Jones and Lanier argued that the ticket incident demonstrates a USTR bias towards domestic interests.
“Hillman was to address USAITA’s October 1993 annual meeting in New York, but canceled at the last minute, saying she had other business” and later declined to attend its Washington meeting, citing work demands, Jones said.
“Yet, when a domestic group asks, she braves a snowstorm and accepts a first-class ticket to fly there,” Jones said, adding, “This typifies USTR’s attitude. It puts quotas on Chinese silk imports that harm our multibillion dollar industry, and Hillman is unwilling to discuss this with us beforehand.”
Lanier added, “There is something rotten in Denmark with the way USTR works and the Florida trip is not an isolated incident,” she said. “Hillman and Kantor say they have no position on the assembly origin rule in the GATT. But in private meetings with members of Congress and their staffs, they are clearly working with domestic industry to write the origin rule amendments.”
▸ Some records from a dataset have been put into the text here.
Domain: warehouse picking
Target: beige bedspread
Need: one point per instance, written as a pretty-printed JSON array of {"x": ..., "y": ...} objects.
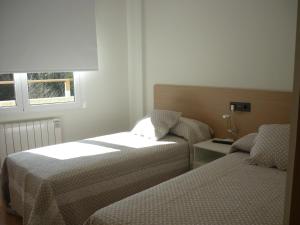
[
  {"x": 227, "y": 191},
  {"x": 65, "y": 184}
]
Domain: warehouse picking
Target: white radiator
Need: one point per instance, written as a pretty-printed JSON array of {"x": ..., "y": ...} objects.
[{"x": 24, "y": 135}]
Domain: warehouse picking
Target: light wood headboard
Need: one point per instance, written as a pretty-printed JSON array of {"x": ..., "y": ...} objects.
[{"x": 208, "y": 104}]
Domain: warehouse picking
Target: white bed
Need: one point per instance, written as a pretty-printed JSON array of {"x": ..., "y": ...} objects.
[
  {"x": 66, "y": 183},
  {"x": 227, "y": 191}
]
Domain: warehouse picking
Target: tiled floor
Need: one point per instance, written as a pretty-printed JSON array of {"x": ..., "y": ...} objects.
[{"x": 6, "y": 219}]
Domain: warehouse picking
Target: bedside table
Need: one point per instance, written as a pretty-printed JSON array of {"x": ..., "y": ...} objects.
[{"x": 207, "y": 151}]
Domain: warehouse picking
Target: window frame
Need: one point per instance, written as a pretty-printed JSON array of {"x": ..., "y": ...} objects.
[{"x": 23, "y": 103}]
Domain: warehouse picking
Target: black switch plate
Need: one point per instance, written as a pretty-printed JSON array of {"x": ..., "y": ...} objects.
[{"x": 241, "y": 106}]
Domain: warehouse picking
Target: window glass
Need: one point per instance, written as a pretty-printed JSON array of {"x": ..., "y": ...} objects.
[
  {"x": 7, "y": 90},
  {"x": 50, "y": 88}
]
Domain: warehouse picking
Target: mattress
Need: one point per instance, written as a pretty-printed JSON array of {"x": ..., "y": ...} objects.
[
  {"x": 227, "y": 191},
  {"x": 66, "y": 183}
]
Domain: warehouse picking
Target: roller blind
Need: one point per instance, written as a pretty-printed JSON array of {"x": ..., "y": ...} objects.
[{"x": 47, "y": 36}]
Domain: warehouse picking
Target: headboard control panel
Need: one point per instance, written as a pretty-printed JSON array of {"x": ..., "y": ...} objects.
[{"x": 240, "y": 106}]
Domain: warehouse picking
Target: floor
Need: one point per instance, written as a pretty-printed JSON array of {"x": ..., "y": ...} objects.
[{"x": 6, "y": 219}]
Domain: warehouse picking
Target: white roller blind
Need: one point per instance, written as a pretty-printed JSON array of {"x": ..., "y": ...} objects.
[{"x": 47, "y": 36}]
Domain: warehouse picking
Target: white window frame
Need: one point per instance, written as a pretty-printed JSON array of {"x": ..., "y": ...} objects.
[{"x": 22, "y": 97}]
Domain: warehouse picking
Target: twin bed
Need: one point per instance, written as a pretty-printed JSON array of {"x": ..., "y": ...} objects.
[
  {"x": 66, "y": 184},
  {"x": 227, "y": 191}
]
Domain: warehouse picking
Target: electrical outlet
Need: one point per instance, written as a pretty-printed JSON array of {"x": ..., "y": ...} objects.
[{"x": 241, "y": 106}]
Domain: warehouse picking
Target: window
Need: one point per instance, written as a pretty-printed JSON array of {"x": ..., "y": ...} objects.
[
  {"x": 7, "y": 90},
  {"x": 31, "y": 91}
]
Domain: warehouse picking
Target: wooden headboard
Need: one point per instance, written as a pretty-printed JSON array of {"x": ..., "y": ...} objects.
[{"x": 208, "y": 104}]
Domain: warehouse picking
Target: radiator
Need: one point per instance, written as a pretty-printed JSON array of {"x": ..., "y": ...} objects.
[{"x": 24, "y": 135}]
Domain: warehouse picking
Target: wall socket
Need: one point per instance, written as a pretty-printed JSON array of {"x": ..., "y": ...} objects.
[{"x": 241, "y": 106}]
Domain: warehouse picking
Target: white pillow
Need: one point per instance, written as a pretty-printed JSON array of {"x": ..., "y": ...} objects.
[
  {"x": 192, "y": 130},
  {"x": 157, "y": 125},
  {"x": 245, "y": 143},
  {"x": 272, "y": 146}
]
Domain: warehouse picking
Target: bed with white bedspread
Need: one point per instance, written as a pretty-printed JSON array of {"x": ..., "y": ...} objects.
[{"x": 66, "y": 183}]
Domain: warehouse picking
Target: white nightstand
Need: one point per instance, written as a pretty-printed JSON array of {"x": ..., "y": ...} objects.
[{"x": 207, "y": 151}]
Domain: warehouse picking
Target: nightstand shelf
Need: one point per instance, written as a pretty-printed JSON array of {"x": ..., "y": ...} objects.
[{"x": 207, "y": 151}]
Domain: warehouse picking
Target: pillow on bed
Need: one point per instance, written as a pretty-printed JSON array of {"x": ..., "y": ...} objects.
[
  {"x": 245, "y": 143},
  {"x": 192, "y": 130},
  {"x": 271, "y": 146},
  {"x": 157, "y": 125}
]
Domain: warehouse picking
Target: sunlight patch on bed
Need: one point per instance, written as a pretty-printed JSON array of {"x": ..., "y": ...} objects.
[
  {"x": 130, "y": 140},
  {"x": 72, "y": 150}
]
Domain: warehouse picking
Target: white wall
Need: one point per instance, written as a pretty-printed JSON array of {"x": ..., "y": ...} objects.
[
  {"x": 232, "y": 43},
  {"x": 105, "y": 91}
]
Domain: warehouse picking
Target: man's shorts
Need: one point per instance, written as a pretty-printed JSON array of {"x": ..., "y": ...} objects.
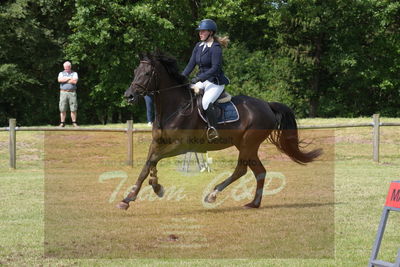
[{"x": 68, "y": 98}]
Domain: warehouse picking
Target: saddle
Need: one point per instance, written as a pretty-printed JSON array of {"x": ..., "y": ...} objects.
[{"x": 226, "y": 110}]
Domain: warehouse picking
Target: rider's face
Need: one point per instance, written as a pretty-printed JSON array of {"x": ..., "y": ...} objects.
[{"x": 204, "y": 34}]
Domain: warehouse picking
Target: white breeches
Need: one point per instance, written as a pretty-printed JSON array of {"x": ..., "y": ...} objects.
[{"x": 211, "y": 92}]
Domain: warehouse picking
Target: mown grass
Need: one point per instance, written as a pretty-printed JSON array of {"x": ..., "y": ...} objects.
[{"x": 360, "y": 188}]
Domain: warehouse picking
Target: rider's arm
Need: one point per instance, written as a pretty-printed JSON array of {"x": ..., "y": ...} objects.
[
  {"x": 216, "y": 62},
  {"x": 192, "y": 62}
]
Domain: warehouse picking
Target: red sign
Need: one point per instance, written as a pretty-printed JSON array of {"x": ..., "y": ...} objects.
[{"x": 393, "y": 198}]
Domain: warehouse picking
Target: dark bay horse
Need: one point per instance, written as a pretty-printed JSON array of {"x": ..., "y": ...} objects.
[{"x": 178, "y": 128}]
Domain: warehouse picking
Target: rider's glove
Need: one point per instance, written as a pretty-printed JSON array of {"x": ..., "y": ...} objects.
[{"x": 195, "y": 80}]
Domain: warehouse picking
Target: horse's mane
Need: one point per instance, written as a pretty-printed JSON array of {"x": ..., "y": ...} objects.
[{"x": 170, "y": 64}]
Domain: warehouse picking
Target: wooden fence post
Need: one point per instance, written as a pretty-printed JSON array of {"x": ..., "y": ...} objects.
[
  {"x": 129, "y": 134},
  {"x": 376, "y": 137},
  {"x": 12, "y": 143}
]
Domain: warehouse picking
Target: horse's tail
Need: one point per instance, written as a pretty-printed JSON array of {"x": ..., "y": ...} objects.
[{"x": 285, "y": 136}]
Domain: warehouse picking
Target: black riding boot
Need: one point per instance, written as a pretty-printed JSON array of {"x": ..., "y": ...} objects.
[{"x": 212, "y": 122}]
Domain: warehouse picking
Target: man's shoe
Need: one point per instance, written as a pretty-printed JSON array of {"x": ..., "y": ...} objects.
[{"x": 212, "y": 133}]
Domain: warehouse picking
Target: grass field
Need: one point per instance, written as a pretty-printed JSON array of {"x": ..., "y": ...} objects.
[{"x": 57, "y": 208}]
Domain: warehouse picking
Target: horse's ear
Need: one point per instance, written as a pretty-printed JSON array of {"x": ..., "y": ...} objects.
[{"x": 141, "y": 56}]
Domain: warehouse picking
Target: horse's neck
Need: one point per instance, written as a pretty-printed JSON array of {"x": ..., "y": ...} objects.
[{"x": 168, "y": 101}]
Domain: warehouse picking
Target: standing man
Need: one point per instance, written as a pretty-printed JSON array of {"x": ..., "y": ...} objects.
[{"x": 68, "y": 80}]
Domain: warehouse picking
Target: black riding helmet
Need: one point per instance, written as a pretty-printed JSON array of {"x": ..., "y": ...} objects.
[{"x": 207, "y": 24}]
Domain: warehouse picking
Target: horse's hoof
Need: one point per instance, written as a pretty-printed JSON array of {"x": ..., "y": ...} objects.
[
  {"x": 211, "y": 197},
  {"x": 159, "y": 190},
  {"x": 251, "y": 205},
  {"x": 123, "y": 206}
]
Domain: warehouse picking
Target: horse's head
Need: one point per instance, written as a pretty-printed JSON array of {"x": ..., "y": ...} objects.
[{"x": 144, "y": 82}]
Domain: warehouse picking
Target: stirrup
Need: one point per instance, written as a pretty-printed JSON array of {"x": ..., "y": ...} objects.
[{"x": 212, "y": 133}]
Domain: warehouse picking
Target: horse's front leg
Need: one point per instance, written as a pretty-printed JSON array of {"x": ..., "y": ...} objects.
[
  {"x": 153, "y": 181},
  {"x": 124, "y": 204}
]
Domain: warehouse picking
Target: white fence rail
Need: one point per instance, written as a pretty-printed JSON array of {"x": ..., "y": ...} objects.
[{"x": 129, "y": 130}]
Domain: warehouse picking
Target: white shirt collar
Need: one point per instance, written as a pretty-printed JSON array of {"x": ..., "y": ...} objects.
[{"x": 209, "y": 43}]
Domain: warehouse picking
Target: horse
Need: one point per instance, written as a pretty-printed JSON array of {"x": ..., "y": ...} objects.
[{"x": 177, "y": 123}]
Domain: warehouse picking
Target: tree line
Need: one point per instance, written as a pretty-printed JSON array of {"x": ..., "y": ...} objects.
[{"x": 323, "y": 58}]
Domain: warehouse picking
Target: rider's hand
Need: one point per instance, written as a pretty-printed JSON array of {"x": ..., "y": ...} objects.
[
  {"x": 195, "y": 88},
  {"x": 195, "y": 80}
]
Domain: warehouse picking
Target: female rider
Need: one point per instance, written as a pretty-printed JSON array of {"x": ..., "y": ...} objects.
[{"x": 207, "y": 54}]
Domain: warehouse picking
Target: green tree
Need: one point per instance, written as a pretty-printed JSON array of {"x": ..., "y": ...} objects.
[{"x": 31, "y": 39}]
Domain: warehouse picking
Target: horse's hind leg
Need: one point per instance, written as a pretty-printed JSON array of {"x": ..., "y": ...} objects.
[
  {"x": 240, "y": 170},
  {"x": 153, "y": 181},
  {"x": 124, "y": 204},
  {"x": 259, "y": 172}
]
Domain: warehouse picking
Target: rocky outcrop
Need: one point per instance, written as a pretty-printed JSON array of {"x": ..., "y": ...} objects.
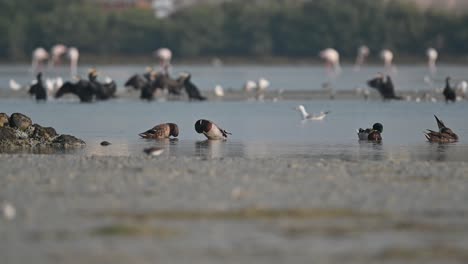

Hillman responded that she did speak to the USAITA in New York in June 1993, traveling there on agency funds, and added that negotiations precluded her attendance at the group’s October 1993 meeting.
“We have tried to reach out to all groups that have a stake in trade issues, including retailers and importers,” Hillman said, noting she has spoken to the National Apparel and Textile Association, with National Retail Federation officials and with “the entire gamut of those involved with textiles and clothing.”
Some U.S. textile executives might be surprised to hear charges that Hillman’s in their camp, as they have been particularly critical of the administration’s support of GATT. At two recent conventions, for example, several executives vigorously confronted Hillman on such issues as market access, intellectual property rights and transshipping.
Meanwhile, officials with U.S. textile and apparel groups that paid for Hillman to attend their meetings staunchly defended the practice and Hillman’s ethics.
“Right after Jennifer spoke at our Saratoga Springs session she flew off to Geneva for GATT talks, and it was crucial that we hear about wool tariffs,” said Carl Spilhaus, president of the Northern Textile Association. “Paying for government officials’ airfare is not routine for us, since we’re on a tight budget,” Spilhaus said.
“But part of our business is to educate members,” Spilhaus added, “and when it’s important to get top government people to address them, we’ll pay if we have to.”